Однако, по мнению аналитиков и правозащитников, обвинения в экстремизме довольно часто носят популистский характер и служат средством идеологической борьбы власти с неправославными объединениями как способом поддержки и демонстрации лояльности власти к официальной позиции РПЦ [7]. Широкую огласку получили решения Европейского суда по правам человека в отношении религиозного объединения «Свидетели Иеговы», который вынес оправдательное решение, что, тем не менее, не привело к исключению преследований и вмешательств во внутреннюю жизнь организации, по-прежнему включенной в списки экстремистских [8]. Следствием обвинений в экстремистском характере религиозных объединений, как правило, являются злоупотребления в запрете мессианской деятельности и прозелитизма.

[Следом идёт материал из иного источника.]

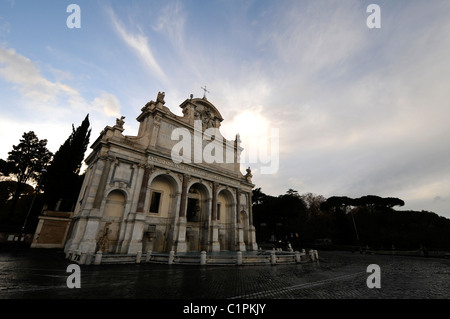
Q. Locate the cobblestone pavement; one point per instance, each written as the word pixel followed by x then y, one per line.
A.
pixel 42 274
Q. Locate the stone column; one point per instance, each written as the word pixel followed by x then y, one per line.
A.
pixel 102 184
pixel 143 191
pixel 181 239
pixel 239 225
pixel 214 243
pixel 251 229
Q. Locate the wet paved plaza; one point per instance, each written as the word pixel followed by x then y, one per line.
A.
pixel 42 274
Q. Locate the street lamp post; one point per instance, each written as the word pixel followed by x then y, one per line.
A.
pixel 32 203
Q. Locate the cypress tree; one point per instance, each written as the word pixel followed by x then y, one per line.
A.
pixel 63 180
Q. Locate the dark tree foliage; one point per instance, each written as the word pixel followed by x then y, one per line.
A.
pixel 25 163
pixel 366 221
pixel 63 180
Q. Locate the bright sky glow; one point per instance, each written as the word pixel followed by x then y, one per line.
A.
pixel 359 111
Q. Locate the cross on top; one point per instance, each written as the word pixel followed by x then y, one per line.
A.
pixel 204 89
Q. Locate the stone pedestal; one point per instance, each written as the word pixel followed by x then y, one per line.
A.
pixel 214 243
pixel 135 245
pixel 180 244
pixel 241 243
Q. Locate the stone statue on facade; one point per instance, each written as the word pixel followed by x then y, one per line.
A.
pixel 249 175
pixel 160 97
pixel 120 122
pixel 103 241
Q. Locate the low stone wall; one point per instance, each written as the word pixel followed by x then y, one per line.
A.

Таким образом, анализируемые примеры правовых злоупотреблений в сфере свободы совести и вероисповеданий относятся не только к стороне правоотношений, которая защищает свои религиозные убеждения, но и указывают на неправомерность подходов власти к установлению паритетов конфессиональной политики светского государства. Пространство правомерных злоупотреблений заполняется примерами, где, ни власть, ни общество, ни отдельные группы не признают ценности духа закона и права, соответственно ставится под угрозу правовой порядок государства в целом. В этой ситуации механизм противодействия злоупотреблению свободой совести может работать лишь в установлении пределов и ограничений права субъектов.
Литература
1. Одинцов М.И. Свобода совести в России: проблемы реализации прав граждан и законных интересов религиозных объединений, перспектива совершенствования законодательства и правоприменительной практики // http://www.rusoir.ru/president/works/275/
2. Малеин Н.С. Юридическая ответственность и справедливость. М., 1992.
3. Бержель Ж.-Л. Общая теория права. М., 2000.
4. Янев Я. Правила социалистического общежития (их функции при применении правовых норм). М., 1980.
5. Малиновский А.А. Злоупотребление правом. М., 2002.